5 takeaways on using step therapy to lower Part B drug prices: Health Affairs

CMS said Aug. 7 it will give private Medicare Advantage plans more negotiating power over prices for Part B drugs, which are administered in physician offices and hospitals, in an effort to reduce spending.

In a recent Health Affairs blog post, researchers from Boston-based Tufts Medical Center examined CMS' decision to allow Medicare Advantage plans to use step therapy protocols for Part B prescriptions.  

Here are five takeaways from the article on step therapy and how it could affect CMS' proposal:

1. Through step therapy, private health insurers that cover about 20 million Medicare Advantage customers can make those members try cheaper biosimilar drugs before using more expensive treatments.

2. "Health plans use step therapy protocols to optimize prescribing (and control costs) by requiring that patients try a cheaper alternative before gaining access to a more expensive option," the researchers write. "However, a concern is that 'fail first' approaches can impede access to important treatments and require patients to use therapies that previously proved ineffective."
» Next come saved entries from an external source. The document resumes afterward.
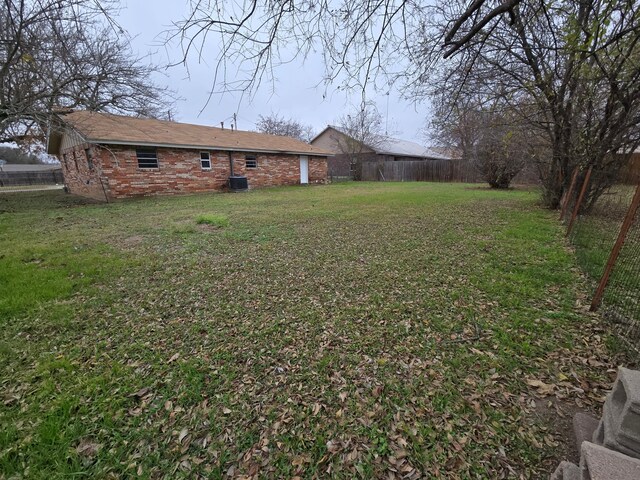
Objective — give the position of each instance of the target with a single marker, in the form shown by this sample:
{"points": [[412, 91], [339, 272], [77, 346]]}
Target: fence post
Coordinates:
{"points": [[615, 251], [579, 201], [569, 192]]}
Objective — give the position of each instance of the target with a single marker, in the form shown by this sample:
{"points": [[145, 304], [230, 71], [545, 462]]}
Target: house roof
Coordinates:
{"points": [[28, 167], [396, 147], [98, 127]]}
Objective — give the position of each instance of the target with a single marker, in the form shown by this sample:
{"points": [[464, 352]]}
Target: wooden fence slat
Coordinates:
{"points": [[579, 201], [568, 194]]}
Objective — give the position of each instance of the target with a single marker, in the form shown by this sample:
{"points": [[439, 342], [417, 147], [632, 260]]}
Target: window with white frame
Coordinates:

3. The researchers used a database developed by experts at Tufts Medical Center to examine trends among commercial health plans' specialty drug coverage. Roughly a fourth of coverage decisions in the database include a step therapy protocol, or about 1,208 of 4,809 decisions.

4. Researchers found a wide variation in how often health plans use step therapy protocols when deciding whether to extend coverage for specialty drugs. The decisions range from 2 percent of the time to 49 percent. Researchers also found that of the 1,208 coverage decisions including a step therapy protocol, 63 percent require patients to step through only one therapy, while 37 percent require stepping through multiple therapies and 15 percent require three or more steps.

5. "The findings provide a window into the kind of step therapy protocols we might see in Medicare Advantage plans. The wide variation in how and when protocols are applied also suggests a lack of strong evidence underlying protocols," the authors said.

They continued: "Health plans face a formidable challenge in balancing access to effective but expensive specialty drugs and spending resources judiciously. Given the stakes, plans should better communicate the rationale and evidence base for their decisions."